The Black Keys "Attack & Release" (V2 Records)
Un mélange de rock classique avec des guitares électriques comme on les aime et une bonne dose de nouveauté avec des sons plus doux et des mélodies qui sentent le punk des années 2000, c'est ce que The Black Keys propose avec leur tout dernier album "Attack & Release". Avec Danger Mouse, les Black Keys ne se sont pas trop éloigné du territoire rock & roll. Après "Thickfreakness" (2003), "Rubber Factory" (2004) et "Magic Potion" (2006), ils reviennent en force et en forme pour un son plus expérimental et dont les arrangements sonnent plus professionnels.
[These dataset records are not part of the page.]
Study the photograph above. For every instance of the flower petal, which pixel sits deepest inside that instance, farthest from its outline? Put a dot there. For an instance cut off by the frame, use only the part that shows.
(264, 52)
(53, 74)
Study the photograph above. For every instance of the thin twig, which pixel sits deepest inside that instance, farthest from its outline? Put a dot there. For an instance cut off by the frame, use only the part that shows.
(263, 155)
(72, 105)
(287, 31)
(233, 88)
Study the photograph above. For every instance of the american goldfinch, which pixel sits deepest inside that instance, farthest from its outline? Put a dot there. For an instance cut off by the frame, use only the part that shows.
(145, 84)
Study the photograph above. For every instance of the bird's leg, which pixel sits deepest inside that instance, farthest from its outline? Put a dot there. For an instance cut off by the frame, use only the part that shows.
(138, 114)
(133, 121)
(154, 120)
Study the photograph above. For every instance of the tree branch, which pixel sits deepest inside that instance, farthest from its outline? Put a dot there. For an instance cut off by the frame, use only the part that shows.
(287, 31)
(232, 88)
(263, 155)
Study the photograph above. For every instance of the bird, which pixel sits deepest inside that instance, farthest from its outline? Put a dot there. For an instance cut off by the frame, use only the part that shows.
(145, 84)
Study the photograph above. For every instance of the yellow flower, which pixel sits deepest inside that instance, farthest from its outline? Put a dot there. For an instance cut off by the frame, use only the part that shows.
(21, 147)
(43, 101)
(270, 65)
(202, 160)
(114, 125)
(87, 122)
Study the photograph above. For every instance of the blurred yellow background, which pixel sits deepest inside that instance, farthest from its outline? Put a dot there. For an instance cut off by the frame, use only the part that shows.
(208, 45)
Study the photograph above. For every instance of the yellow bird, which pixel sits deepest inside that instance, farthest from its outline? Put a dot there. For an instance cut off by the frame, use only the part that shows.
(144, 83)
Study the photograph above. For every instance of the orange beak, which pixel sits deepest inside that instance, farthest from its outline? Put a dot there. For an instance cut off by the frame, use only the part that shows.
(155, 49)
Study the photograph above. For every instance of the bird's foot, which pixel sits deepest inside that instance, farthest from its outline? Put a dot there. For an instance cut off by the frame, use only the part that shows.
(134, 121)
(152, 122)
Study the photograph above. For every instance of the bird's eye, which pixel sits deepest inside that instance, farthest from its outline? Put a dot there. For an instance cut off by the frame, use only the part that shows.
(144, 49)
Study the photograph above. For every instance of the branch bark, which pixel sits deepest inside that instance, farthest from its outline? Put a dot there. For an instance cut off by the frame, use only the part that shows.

Produit par Danger Mouse ("Gnarls Barckley", "Gorillaz"), "Attack & Release" a été enregistré au Studio Suma à Cleaveland, Ohio (USA) par l'illustre Paul Hamann. Ce qui lui donne un accent très américain à la Greenday qui n'est pas dépourvu de charme puisque les sons sonnent forts et puissants. Certains morceaux plus mélodieux permettent l'équilibre avec des titres de rock pur bourrés d'énergie. L'extra-instrumentation joue un rôle important. En effet, synthétiseur, piano, guitare, basse, orgue et autres arrangements vocaux font de cet album, un condensé de dynamisme et de douceur à la fois. Un paradoxe qui mérite d'être écouté. Attack & Release est un album rock mais pas que ça non plus, avis aux amateurs de sons nouveaux. (Aurélie Lysten)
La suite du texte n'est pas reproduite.